Seeing our writing as others see it

O wad some power the giftie us
To see oursels as ithers see us
It wad frae monie a blunder free us,
An' foolish notion

I feel a bit sorry for the woman in Robert Burns's poem 'To a Louse.' There she is, minding her own business in church, and not only does she have a headlouse viewing her as nothing more than his next meal, but there happens to be a poetic genius around to immortalise her decision to wear a nice hat. Still, I suppose nits and poets can happen to anyone. They like clean hair, apparently.

Wouldn't it be useful to be able to see our writing as others see it? Such an ability would have saved me a lot of angst over the years. I could check at a glance whether my work made sense; whether it was cringeworthy; whether a naff simile was actually original to fresh eyes; whether I used semi-colons when commas would do. The clarity would enable me not only to avoid the blunders, but perhaps to stop mucking about with the good bits too.

Heaven forbid that this ability should be innate, however. It would have to have kicked in when I was at least 25 and had been round the writer's block a few times, because if I had possessed such a talent during my teens, I would probably never have written another word. Awareness of our own failings might be an admirable state, but I reserve the right for my teenage self to churn out as much woeful adjective-filled tut as possible, and to be pleased with herself for having done so. If you can't have a few foolish notions when you're 16, when can you?
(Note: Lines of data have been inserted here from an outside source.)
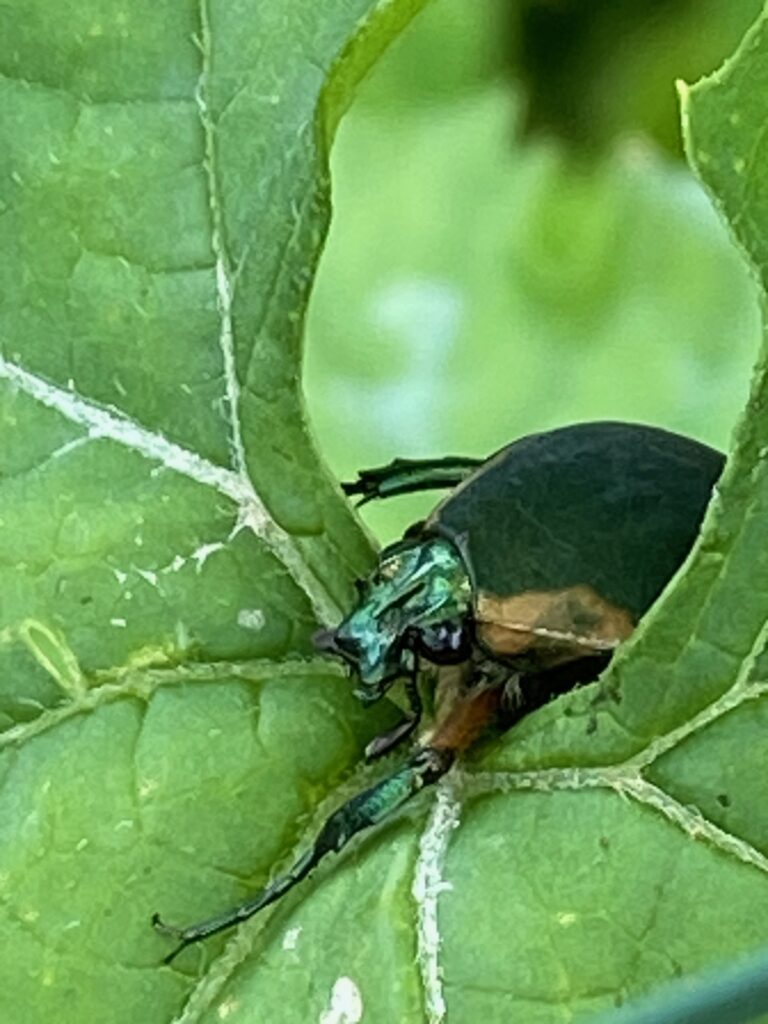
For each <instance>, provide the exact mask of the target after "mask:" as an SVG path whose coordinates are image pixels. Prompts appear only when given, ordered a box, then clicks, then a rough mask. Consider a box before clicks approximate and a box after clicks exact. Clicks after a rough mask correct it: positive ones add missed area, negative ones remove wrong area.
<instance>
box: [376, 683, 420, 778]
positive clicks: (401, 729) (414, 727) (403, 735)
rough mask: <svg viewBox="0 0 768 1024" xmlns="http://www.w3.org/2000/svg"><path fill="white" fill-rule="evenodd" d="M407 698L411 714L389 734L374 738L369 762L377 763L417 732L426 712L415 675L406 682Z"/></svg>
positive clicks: (400, 719) (406, 715) (418, 685)
mask: <svg viewBox="0 0 768 1024" xmlns="http://www.w3.org/2000/svg"><path fill="white" fill-rule="evenodd" d="M406 696H407V697H408V702H409V707H410V709H411V710H410V712H409V714H408V715H406V717H404V718H401V719H400V721H399V722H398V723H397V724H396V725H395V726H393V727H392V728H391V729H388V730H387V732H382V733H381V735H379V736H374V738H373V739H372V740H371V742H370V743H369V744H368V745H367V746H366V760H367V761H376V760H377V759H378V758H381V757H384V755H385V754H388V753H389V752H390V751H393V750H394V749H395V746H397V745H398V744H399V743H401V742H402V741H403V740H404V739H408V737H409V736H411V735H413V733H414V732H415V730H416V728H417V726H418V725H419V722H420V721H421V715H422V711H423V710H424V708H423V705H422V699H421V694H420V693H419V684H418V682H417V679H416V676H415V675H414V676H409V678H408V680H407V681H406Z"/></svg>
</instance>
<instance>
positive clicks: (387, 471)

When I wonder what it would be like to view my writing from another reader's point of view, my first instinct is to want to spot any technical failings. On a practical level I do try to make my writing look as unlike my own as possible, by changing the typeface or converting the file to PDF. (Turning things into PDFs immediately makes them look better for some reason – maybe I should try this for my face!)

Technical details, however, are not what I'd really like to know about how other people view my fiction. I don't ask readers what they think of my book because I firmly believe it's none of my business. They have every right to like it or not like it – and if they reckon it's lousy, there's not much I can do about it anyway. But out of pure nosiness, the thing I'd find fascinating is to know exactly how people picture my characters and settings. It would be amazing to see photographic images of someone else's perception – how different would the characters be from the way I see them? Would they be clear or indistinct? Would they look like people the reader knows, or would they be purely imaginary? Would they change the images I hold in my own mind and make me see my work in a new light?

If you could see your writing as others see it – what's the first thing you'd want to know?  


Hayley N. Jones said...

Whether it's any good! Pathetic, but true. I have trouble knowing what works and what doesn't - not helped by my general lack of confidence - so knowing instantly if it's rubbish would save a lot of time and stress.

Sandra Davies said...

I'm with Hayley - very occasionally I write something that I can see is quite good but in general I totally lack any sort of critical facility.
As for how the reader sees my characters - I don't want to know, which it why I'd say no to any offer from Hollywood (though that's a mite premature perchance!)

Fionnuala said...

I'd just want them to feel like reading on! X

Caroline Green said...

That's a great tip about turning the ms into a PDF file. Thanks for that - will definitely be nicking that one! Like Hayley and Sandra, for me it's just knowing what works and what doesn't. I'm still really hopeless at this.